What are you more likely to hear:
A six-year-old saying, “You’re going to Hell because you don’t believe in Jesus!” or a six-year-old saying, “There is no such thing as Hell!”?
If you were an atheist at a young age, you probably heard the first statement from a classmate. Did you ever use the same tone and try to convince others that they were wrong?
Many of us have encountered rude young Christians in our lives. I assume that attitude comes from the parents forcing their beliefs on the kids. (Not all Christians do this, of course. I’m just saying it happens.)
Do we also hear of young kids raised under atheist parents spouting off disrespectful words in the same way?
I don’t think so. (Feel free to tell me I’m wrong.)
Be-Asia McKerracher writes in the Kansas City Star about how she is raising her children without religion — and she wants to make sure they respect anyone who does believe:
My children know that while some people do not believe in the power of prayer — myself included — anyone has a right to pray to their god without being mocked or disrespected. We then told them what would be coming on Thanksgiving and offered them two options: Either join the prayer or stand quietly and respectfully while others prayed.
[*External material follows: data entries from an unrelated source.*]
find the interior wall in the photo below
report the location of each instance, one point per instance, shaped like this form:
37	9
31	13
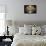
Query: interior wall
15	10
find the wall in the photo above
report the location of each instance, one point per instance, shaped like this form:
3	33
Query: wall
15	9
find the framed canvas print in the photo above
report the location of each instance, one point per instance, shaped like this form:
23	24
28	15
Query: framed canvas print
30	9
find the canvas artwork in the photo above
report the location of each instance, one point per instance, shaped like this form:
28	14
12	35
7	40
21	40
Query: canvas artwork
30	9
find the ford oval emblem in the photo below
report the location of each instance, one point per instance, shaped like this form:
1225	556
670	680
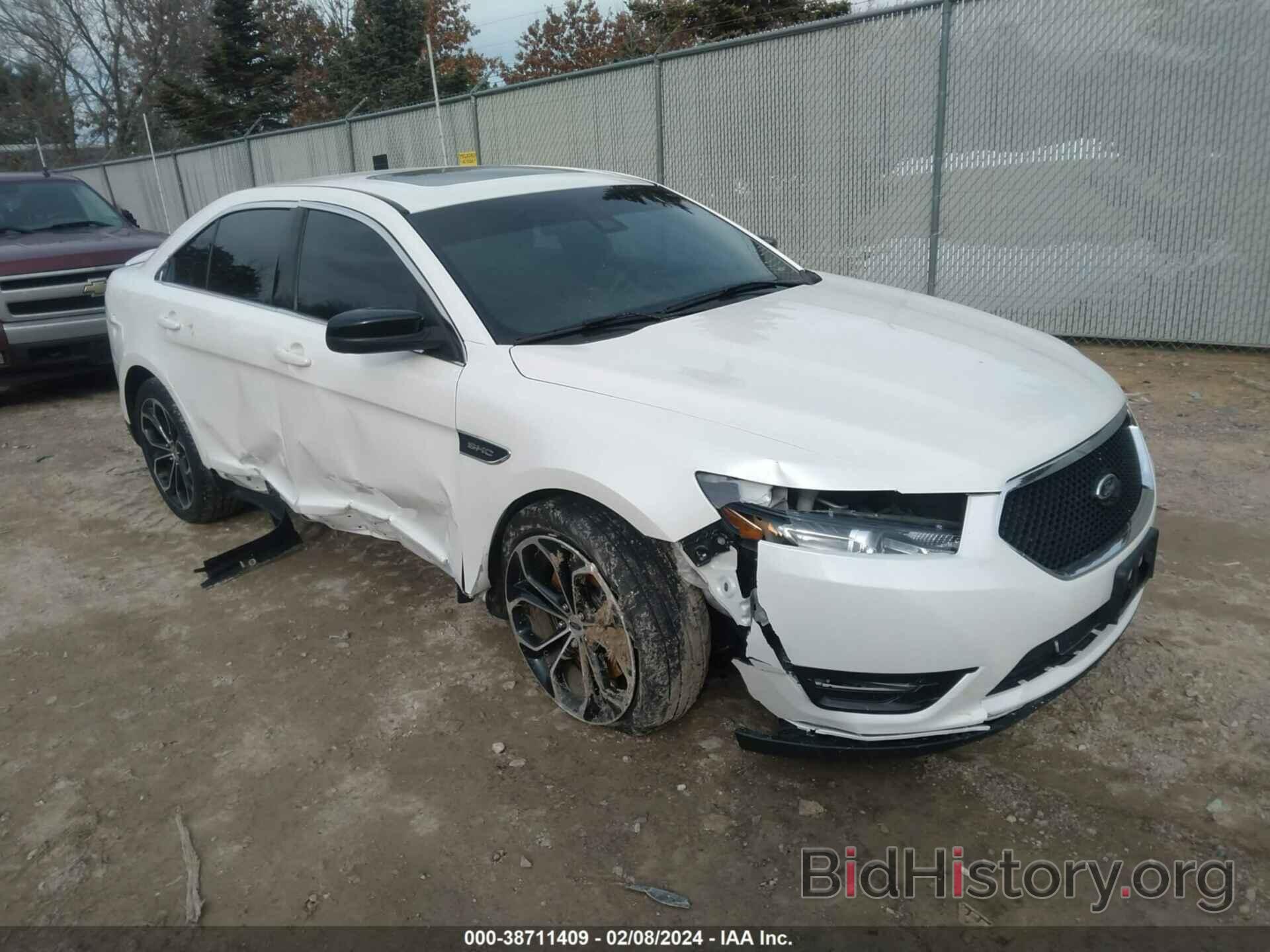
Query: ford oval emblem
1107	491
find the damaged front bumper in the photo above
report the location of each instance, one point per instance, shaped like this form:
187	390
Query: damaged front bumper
968	644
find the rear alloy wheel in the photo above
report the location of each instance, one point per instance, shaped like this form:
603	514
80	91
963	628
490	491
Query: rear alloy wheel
167	455
606	625
190	489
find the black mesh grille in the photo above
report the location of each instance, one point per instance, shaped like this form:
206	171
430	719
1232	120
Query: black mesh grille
1058	522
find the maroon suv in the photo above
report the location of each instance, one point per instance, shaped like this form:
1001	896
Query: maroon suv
59	243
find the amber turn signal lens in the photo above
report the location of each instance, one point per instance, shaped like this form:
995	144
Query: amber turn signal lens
743	524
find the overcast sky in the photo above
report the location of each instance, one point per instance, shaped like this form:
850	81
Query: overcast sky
502	22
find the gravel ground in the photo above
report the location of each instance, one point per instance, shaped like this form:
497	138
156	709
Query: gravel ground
328	724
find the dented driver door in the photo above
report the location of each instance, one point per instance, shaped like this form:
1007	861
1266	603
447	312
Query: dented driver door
368	440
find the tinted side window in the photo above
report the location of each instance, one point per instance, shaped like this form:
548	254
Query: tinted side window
345	264
245	253
189	266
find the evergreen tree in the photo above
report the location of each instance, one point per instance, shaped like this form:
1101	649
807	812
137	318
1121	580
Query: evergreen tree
244	79
380	60
384	58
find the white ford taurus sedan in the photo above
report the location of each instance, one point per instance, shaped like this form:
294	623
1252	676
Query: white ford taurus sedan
647	434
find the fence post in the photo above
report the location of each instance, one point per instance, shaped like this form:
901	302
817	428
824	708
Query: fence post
941	102
110	188
251	161
658	120
181	186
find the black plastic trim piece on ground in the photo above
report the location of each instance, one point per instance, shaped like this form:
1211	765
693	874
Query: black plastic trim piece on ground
277	542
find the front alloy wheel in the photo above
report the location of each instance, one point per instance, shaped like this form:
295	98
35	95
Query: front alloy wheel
606	623
571	630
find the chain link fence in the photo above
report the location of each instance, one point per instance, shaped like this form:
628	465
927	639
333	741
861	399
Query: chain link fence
1095	169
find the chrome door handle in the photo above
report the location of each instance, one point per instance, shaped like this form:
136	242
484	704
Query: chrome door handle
291	357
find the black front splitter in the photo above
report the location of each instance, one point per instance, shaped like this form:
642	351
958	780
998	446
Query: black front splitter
789	740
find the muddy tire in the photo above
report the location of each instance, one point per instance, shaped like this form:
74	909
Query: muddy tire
190	491
603	617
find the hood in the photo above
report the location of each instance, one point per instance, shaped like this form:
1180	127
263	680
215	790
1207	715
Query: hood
907	393
71	248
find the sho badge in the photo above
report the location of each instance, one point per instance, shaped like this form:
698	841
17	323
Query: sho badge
482	450
1107	491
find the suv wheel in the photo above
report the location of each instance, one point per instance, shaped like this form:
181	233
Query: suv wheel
190	489
605	622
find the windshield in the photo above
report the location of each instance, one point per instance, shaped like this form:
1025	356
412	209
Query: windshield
549	260
38	205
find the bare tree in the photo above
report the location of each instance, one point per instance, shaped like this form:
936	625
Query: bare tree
107	55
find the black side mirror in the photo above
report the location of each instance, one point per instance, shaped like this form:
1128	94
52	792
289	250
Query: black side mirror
380	331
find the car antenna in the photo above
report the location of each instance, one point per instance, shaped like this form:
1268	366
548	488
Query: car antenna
41	154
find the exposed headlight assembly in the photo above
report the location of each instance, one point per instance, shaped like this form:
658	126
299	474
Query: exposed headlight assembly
864	524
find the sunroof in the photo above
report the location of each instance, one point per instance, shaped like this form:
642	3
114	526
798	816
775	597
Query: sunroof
458	177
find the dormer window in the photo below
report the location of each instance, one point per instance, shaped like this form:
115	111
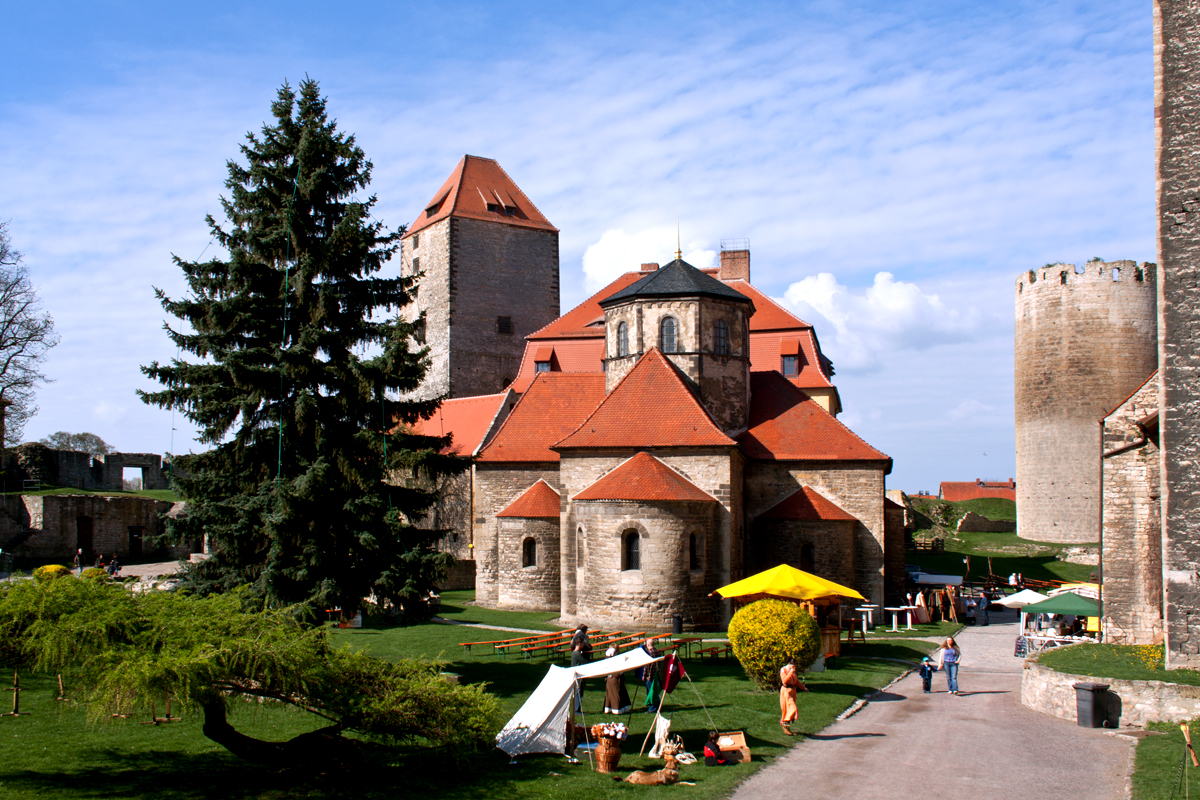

Another notable difference is this:
… As an atheist, however, I try to cultivate a culture of respect in our home. We shun none of our family members for their religious beliefs, and we also teach our children to stand up for what they believe, which, right now, is that God most likely is not real.
That last phrase is one I rarely hear from Christian parents. Specifically, the words “right now” (it may change later) and “most likely” (there’s a chance we could be wrong).
That lack of certainty, and openness to the idea that the child may disagree with you about religion later on in life, makes up a huge difference in the way Christians and atheists raise their children.
I wonder if that’s also the reason you may hear more evangelizing from kids with religious parents instead of kids with atheist parents.